Imagination. What a concept.

In 1965, Presbyterian Pastor Frederick Speakman published “God and Jack Wilson.” In this novel, Jack Wilson is a preacher with a gift for encountering the culture around him and speaking the Gospel to it in fresh ways. On the morning of his 46th birthday, he stares at himself in the mirror while shaving and thinks how little one can know about himself by use of a mirror. He is so much more than what can be seen on the outside. Man has the Creator’s stamp throughout his being.

“There is a family resemblance,” Jack Wilson thought, “to the Father who created us.”

Man is unlike the tiger, the gorilla, the horse, the dog, the bird. Man frets and grows anxious. He worries about the future. He struggles between right and wrong, feels remorse when he hurts someone, knows a satisfaction when something he does encourages another. Man invents and writes, he thinks and works, he does things no other part of creation does.

Man is never more godlike than when he gets creative.

I’m going to make a contradictory statement here, but both of which halves are true.

No field of endeavor is more creative than the ministry of a pastor. No field of endeavor seems to have so little creativity as the pastorate.
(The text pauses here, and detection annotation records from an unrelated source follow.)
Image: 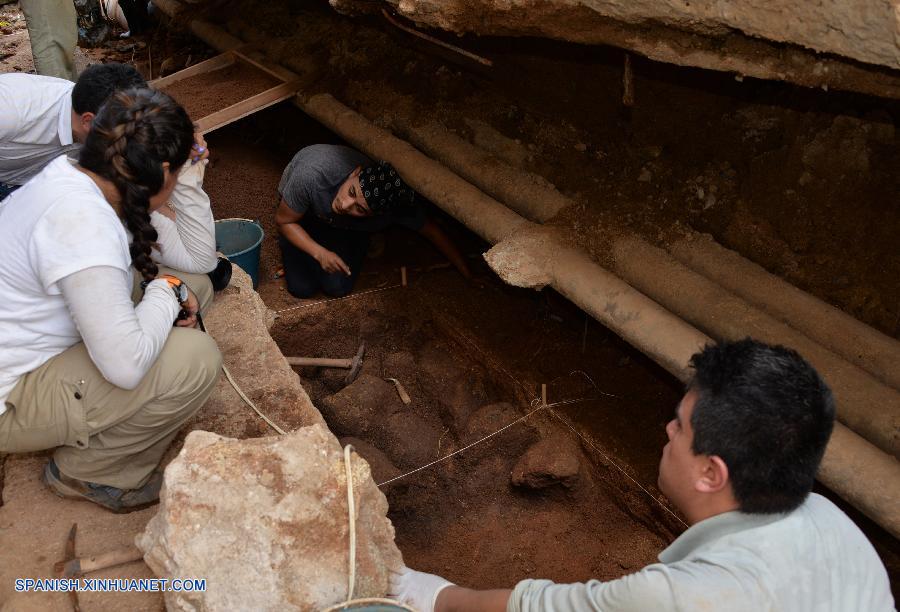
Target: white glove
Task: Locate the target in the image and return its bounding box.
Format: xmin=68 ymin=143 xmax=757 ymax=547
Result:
xmin=388 ymin=566 xmax=454 ymax=612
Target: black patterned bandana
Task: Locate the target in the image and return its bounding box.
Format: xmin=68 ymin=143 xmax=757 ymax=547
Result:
xmin=359 ymin=161 xmax=416 ymax=215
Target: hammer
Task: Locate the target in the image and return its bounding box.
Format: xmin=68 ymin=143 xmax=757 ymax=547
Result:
xmin=287 ymin=342 xmax=366 ymax=385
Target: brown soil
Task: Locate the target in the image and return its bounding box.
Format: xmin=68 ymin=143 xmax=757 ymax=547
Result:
xmin=200 ymin=117 xmax=900 ymax=587
xmin=0 ymin=2 xmax=900 ymax=604
xmin=220 ymin=2 xmax=900 ymax=337
xmin=156 ymin=62 xmax=281 ymax=121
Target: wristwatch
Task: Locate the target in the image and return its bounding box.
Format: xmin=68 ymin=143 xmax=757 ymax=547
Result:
xmin=157 ymin=274 xmax=188 ymax=305
xmin=141 ymin=274 xmax=188 ymax=304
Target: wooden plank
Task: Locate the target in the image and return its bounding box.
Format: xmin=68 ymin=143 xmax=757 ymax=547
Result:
xmin=231 ymin=47 xmax=287 ymax=82
xmin=196 ymin=81 xmax=300 ymax=134
xmin=148 ymin=51 xmax=237 ymax=89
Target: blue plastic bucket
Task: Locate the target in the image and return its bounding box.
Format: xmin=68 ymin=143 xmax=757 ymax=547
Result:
xmin=216 ymin=219 xmax=263 ymax=289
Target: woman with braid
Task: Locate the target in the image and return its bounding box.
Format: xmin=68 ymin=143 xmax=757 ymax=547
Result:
xmin=0 ymin=89 xmax=221 ymax=512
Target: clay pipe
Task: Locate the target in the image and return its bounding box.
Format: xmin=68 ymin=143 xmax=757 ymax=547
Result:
xmin=56 ymin=546 xmax=144 ymax=578
xmin=286 ymin=342 xmax=366 ymax=385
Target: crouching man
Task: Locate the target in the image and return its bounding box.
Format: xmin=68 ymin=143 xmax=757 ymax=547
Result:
xmin=391 ymin=339 xmax=894 ymax=612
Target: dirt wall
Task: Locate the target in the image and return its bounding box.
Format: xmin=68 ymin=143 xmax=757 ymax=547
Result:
xmin=342 ymin=0 xmax=900 ymax=68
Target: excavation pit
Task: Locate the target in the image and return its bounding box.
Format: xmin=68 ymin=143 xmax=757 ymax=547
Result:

Considering that ministers come up with several sermons a week, often over decades without a break, creativity would seem to be their middle name. On the other hand, the average pastor goes through a weekly routine that varies little from year to year, enslaved to the calendar, with almost no creativity anywhere in sight.

The most exciting churches I know are led by creative men and women who are constantly looking for ways to say their message clearer, do their work better, grow their people sharper. “There has to be a better way than this” would seem to be their mantra.

So, pastors, next time you are reading a familiar story in Scripture in search of your next message, consider boldly going where no one has ever gone before.  Whatever that means.  Look at that story or text differently.  Come at the message from a new angle.  See what you’ve been missing.

There are no three-headed monsters or pointy-eared Vulcans in Scripture, but there are aliens in case you’re interested.  That would be First Peter 1:1.  Check it out.